1

It's a sentence from my dictionary:

Years of smoking have taken their toll on his health.

I'm wondering why it uses "have" instead of "has". I know "years" is in the plural, but "years of smoking" is just a single thing at large. The point is on "smoke", not "years". I can just simplify the subject as "smoking" if I want. But it would be wrong if I simplify the subject as "years" and omit "smoking" because time is not the reason, smoking is. So in this case, I feel the following sentence is right:

Years of smoking has taken their toll on his health.

But the right verb should be in the plural, why?
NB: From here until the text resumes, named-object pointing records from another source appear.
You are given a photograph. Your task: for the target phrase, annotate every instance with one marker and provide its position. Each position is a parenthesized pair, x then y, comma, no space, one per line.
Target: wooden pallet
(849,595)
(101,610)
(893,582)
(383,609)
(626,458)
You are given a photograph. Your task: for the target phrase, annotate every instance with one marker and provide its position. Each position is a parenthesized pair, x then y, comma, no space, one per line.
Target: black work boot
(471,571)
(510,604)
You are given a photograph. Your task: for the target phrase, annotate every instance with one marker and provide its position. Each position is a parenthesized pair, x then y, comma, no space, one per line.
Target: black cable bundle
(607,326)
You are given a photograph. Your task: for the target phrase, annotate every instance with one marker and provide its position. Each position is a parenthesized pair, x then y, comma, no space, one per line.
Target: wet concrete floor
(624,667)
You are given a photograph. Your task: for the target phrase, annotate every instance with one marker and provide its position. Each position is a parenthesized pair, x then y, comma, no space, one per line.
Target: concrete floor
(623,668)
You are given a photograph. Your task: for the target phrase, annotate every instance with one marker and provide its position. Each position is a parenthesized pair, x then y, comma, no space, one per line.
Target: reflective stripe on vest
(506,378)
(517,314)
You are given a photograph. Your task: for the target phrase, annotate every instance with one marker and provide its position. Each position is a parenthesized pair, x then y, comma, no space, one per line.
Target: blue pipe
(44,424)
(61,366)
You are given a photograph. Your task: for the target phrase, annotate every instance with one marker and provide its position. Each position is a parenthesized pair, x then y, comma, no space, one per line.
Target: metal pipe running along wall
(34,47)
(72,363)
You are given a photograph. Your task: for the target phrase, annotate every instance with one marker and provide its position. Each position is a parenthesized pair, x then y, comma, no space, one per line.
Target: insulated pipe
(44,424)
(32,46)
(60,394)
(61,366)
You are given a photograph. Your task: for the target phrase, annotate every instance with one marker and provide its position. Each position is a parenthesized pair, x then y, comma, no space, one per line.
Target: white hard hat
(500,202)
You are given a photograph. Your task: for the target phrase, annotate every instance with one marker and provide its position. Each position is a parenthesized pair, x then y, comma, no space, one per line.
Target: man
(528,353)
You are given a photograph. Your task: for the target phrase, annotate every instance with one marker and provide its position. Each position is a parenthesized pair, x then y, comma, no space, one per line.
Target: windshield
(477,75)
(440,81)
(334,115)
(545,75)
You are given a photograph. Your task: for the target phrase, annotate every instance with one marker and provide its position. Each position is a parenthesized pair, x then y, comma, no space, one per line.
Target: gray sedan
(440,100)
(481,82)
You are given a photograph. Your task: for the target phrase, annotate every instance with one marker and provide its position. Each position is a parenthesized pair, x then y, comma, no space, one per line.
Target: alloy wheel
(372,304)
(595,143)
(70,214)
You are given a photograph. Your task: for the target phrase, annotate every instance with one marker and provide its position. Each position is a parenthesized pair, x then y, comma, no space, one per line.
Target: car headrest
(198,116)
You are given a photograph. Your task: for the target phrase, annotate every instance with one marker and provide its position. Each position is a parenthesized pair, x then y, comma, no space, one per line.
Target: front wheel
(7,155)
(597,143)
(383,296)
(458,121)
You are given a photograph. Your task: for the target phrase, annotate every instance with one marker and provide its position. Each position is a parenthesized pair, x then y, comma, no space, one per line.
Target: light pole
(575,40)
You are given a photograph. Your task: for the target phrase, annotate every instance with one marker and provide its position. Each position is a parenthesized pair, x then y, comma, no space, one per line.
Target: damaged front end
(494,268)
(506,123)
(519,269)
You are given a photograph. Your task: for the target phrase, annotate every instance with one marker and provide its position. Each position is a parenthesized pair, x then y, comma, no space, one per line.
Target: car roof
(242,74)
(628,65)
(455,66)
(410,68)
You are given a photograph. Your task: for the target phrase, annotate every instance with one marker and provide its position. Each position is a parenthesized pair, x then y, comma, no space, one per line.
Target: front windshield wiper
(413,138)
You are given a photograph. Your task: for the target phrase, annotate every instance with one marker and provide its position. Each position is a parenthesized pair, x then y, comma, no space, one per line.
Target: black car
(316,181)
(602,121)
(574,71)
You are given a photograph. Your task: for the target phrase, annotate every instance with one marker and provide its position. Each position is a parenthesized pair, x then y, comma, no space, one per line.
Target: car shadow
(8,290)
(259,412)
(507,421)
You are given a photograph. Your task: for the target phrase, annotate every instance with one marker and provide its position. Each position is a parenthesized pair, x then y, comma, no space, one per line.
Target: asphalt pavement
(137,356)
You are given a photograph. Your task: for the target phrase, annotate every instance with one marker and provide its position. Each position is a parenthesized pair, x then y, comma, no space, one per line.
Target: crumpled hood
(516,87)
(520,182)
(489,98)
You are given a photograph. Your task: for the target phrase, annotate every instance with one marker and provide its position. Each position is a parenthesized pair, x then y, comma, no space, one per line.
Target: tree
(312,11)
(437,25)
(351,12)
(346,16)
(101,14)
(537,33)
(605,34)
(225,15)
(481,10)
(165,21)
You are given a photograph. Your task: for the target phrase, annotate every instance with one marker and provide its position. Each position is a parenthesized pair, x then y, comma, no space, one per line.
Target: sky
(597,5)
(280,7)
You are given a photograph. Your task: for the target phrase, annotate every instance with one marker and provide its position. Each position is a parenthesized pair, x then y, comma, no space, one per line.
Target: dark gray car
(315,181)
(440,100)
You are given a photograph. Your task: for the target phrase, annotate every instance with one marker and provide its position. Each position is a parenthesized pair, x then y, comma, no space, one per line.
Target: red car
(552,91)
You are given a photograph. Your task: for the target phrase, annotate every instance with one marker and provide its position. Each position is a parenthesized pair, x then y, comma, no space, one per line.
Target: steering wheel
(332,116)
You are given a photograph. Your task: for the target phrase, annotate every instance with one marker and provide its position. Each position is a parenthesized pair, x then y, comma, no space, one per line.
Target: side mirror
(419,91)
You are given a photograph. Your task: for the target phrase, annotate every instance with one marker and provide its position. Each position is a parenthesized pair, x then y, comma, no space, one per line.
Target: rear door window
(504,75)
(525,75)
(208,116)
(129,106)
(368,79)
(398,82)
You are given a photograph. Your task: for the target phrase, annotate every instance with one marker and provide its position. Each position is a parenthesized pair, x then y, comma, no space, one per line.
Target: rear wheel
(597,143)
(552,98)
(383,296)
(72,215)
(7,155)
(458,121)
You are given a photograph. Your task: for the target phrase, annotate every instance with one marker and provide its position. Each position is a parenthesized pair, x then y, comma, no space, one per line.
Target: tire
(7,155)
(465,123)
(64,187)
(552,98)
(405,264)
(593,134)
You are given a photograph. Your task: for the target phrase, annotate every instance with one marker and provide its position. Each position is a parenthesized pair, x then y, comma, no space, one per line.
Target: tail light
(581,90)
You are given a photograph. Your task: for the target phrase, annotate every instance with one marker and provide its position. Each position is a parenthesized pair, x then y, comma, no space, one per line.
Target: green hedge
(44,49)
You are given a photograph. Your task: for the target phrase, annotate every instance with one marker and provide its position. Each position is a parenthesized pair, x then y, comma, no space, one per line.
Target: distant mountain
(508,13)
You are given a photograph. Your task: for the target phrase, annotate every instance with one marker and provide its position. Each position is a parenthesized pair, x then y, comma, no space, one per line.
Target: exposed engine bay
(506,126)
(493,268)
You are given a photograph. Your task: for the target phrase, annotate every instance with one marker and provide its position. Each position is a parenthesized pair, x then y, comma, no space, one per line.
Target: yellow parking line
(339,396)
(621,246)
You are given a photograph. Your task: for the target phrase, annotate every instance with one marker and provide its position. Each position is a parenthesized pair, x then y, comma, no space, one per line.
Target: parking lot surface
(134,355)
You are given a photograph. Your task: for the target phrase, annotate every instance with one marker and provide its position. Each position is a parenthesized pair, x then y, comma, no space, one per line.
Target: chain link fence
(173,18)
How to explain this?

2 Answers 2

7

Mechanically, years is the plural subject, and requires a verb in plural concord:

Years ... have taken ...

However, you may also with perfect propriety treat Years of smoking as a ‘single thing at large’, and use the singular verb in concord:

Years of smoking has taken ...

But if you do so, you must do so consistently, throughout the sentence; a singular subject cannot act as referent for plural pronoun:

Years of smoking has taken its toll on his health.


except in the special case of the degenderative they.

2

Actually it is a very abstract idea. Grammatically both of them are correct. But each case gives slightly different feeling to the reader.
If you are generally talking about a large amount of time spent smoking as years of smoking, and you want to say something about that time then has makes more sense. But if you are talking about specifically years which were passed smoking then have makes more sense.